Idiotic controversy aside — which I won’t go into for its utter lack of relevance to the film — Padmaavat is a rousing, if slightly overlong, epic of a gorgeous, intelligent princess who marries a Rajput king and becomes his latest go-to wife (the king already had another wife). Word of her beauty gets to an immoral, barbaric-looking conquest-hungry Muslim king who sacrifices troops, rations and many, many months just to catch a glimpse of her. When he is outsmarted by the Rajput queen, the Muslim king launches a massive siege on the Rajput kingdom, razing it to the ground. However, before he can get to her — spoiler alert — the queen walks into fire, immolating herself and dozens of other women. The poor barbaric king still fails to get a glimpse of the woman he had waged war for.

This Shakespearean-sounding period piece comes courtesy of a 1540 AD poem written by Malik Muhammad Jayasi, based loosely on a real life event that happened in the 1300s. As with most adaptations, Jayasi’s poem took creative liberties, adding stupefying (at times supernatural) exaggerations to history. Bhansali and co-writer Prakash Kapadia try to streamline the film version, cutting down the poem’s hyperboles to digestible story turns, in a fantasy-esque setting. Deepika Padukone and Shahid Kapoor (as Padmavati and Ratan Singh) look good on screen, even though they are mere caricatures of what the film needs them to be: stirringly noble, unwisely brave and imprudently prideful Rajput royalty. In short, the good guys you should be rooting for.

Padmaavat is a rousing, if slightly overlong, epic about a gorgeous, intelligent princess who opts for death over dishonour

Instead of them and their shining elegance — brought about by smartly lit sets, picture-perfect songs flaunting regal silk dresses and boldly designed ornaments — we fall for the barbarian ruler, Allaudin Khilji.

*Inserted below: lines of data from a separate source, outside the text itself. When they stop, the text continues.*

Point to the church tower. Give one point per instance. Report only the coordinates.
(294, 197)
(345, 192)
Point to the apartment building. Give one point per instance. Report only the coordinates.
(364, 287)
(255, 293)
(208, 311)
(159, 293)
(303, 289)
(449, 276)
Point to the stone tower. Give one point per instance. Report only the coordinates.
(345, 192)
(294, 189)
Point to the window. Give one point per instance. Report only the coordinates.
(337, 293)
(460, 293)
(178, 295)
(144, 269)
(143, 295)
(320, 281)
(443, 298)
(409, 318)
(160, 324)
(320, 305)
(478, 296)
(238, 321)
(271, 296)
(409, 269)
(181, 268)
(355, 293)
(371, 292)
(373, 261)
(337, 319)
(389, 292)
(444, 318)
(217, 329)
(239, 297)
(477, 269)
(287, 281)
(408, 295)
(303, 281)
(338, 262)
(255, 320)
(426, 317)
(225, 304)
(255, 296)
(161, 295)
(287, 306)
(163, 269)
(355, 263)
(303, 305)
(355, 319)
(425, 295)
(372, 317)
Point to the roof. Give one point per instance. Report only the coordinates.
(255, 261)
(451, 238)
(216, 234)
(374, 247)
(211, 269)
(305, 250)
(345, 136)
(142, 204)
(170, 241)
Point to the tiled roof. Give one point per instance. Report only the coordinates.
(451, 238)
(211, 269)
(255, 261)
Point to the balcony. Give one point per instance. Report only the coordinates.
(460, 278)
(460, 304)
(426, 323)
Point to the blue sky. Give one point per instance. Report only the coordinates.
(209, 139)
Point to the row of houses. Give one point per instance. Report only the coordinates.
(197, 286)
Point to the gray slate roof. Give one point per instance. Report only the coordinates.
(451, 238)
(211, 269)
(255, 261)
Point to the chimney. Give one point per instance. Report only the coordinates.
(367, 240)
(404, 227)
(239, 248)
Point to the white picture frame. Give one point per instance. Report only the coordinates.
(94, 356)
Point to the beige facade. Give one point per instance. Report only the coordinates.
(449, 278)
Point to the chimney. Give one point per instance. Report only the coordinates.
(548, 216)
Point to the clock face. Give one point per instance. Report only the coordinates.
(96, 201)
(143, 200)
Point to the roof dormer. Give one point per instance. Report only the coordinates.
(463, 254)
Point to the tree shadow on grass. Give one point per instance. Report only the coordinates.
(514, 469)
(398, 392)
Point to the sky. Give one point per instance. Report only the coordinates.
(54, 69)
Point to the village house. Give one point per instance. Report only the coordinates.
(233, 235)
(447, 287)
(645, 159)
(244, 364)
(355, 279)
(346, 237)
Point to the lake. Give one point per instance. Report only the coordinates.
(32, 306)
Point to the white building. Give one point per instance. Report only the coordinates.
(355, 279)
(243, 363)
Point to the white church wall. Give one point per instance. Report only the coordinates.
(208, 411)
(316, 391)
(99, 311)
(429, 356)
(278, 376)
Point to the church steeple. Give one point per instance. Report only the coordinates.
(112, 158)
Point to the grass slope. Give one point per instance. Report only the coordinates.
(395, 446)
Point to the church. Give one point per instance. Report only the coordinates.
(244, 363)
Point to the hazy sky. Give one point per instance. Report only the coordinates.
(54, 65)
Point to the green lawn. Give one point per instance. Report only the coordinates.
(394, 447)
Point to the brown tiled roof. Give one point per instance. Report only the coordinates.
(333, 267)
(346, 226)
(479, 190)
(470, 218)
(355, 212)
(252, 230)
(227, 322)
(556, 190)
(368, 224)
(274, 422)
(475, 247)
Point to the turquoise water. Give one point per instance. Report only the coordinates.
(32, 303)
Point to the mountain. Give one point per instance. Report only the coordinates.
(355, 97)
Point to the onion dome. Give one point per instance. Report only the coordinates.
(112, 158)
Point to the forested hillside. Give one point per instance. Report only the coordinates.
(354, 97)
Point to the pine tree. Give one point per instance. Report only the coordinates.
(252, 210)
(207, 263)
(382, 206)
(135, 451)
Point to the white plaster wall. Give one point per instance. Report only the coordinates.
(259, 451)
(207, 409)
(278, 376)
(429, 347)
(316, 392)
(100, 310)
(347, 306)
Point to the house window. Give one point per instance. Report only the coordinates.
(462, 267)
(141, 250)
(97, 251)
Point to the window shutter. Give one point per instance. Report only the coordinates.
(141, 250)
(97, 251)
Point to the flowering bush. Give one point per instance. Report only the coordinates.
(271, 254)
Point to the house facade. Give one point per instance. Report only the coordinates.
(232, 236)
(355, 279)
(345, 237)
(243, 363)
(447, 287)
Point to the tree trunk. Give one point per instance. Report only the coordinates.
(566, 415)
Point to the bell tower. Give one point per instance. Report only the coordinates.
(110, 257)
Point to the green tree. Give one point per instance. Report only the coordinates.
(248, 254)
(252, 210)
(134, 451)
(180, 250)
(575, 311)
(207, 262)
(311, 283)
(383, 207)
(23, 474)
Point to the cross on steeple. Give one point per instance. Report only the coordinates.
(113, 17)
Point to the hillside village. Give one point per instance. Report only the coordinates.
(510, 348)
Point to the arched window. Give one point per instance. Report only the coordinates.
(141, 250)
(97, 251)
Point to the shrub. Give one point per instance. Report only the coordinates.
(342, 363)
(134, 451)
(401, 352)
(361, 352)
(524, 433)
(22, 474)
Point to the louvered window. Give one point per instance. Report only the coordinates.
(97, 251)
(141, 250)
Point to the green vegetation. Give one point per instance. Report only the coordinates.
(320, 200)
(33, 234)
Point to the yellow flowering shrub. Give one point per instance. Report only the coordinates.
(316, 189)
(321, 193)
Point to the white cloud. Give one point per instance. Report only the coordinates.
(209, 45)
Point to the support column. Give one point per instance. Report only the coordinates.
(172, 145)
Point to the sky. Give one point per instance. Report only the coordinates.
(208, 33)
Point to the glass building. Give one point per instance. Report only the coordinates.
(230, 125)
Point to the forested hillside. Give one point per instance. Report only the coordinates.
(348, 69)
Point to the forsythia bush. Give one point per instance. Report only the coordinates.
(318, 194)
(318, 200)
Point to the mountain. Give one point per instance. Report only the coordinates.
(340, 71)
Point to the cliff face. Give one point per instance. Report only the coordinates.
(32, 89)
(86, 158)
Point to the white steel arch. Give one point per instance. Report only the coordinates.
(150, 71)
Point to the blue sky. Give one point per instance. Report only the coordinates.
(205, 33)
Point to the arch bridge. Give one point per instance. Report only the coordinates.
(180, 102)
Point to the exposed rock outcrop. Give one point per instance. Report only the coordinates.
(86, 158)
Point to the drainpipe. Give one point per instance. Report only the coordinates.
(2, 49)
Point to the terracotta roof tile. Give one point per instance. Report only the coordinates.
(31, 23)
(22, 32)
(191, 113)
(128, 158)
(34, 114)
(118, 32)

In cinematic connotation, Bhansali’s version is vividly black and white in its portrayal of good and bad, and Khilji (played by Ranveer Singh as a swaggering, mascara-eyed sociopath) is as bad as any comic book villain ought to be. Khilji laughs like a megalomaniac and dances like a drunk Russian Czar (the Khalibali song is shrewdly choreographed that way) to emphasise his menace.

On the night of his wedding he is seen philandering with the palace maids, and later kills his uncle Jalaluddin (Raza Murad) so that he can ascend the throne. Khilji’s motives are inadequate, despite the manic allure Singh puts into the role, but who cares when the actor is having this much fun!

Historically, Khilji and the Muslims weren’t like this. The portrayal is harsh, but given Bhansali’s overemphasising tone bifurcating the morally right from the tyrannically insane, there is little to get angry about. Religion is a secondary concern to Bhansali, even though the Hindus are shown as the paragons of virtue. As the disclaimer before the film clearly states, this is a work of fiction, so enjoy it as a movie.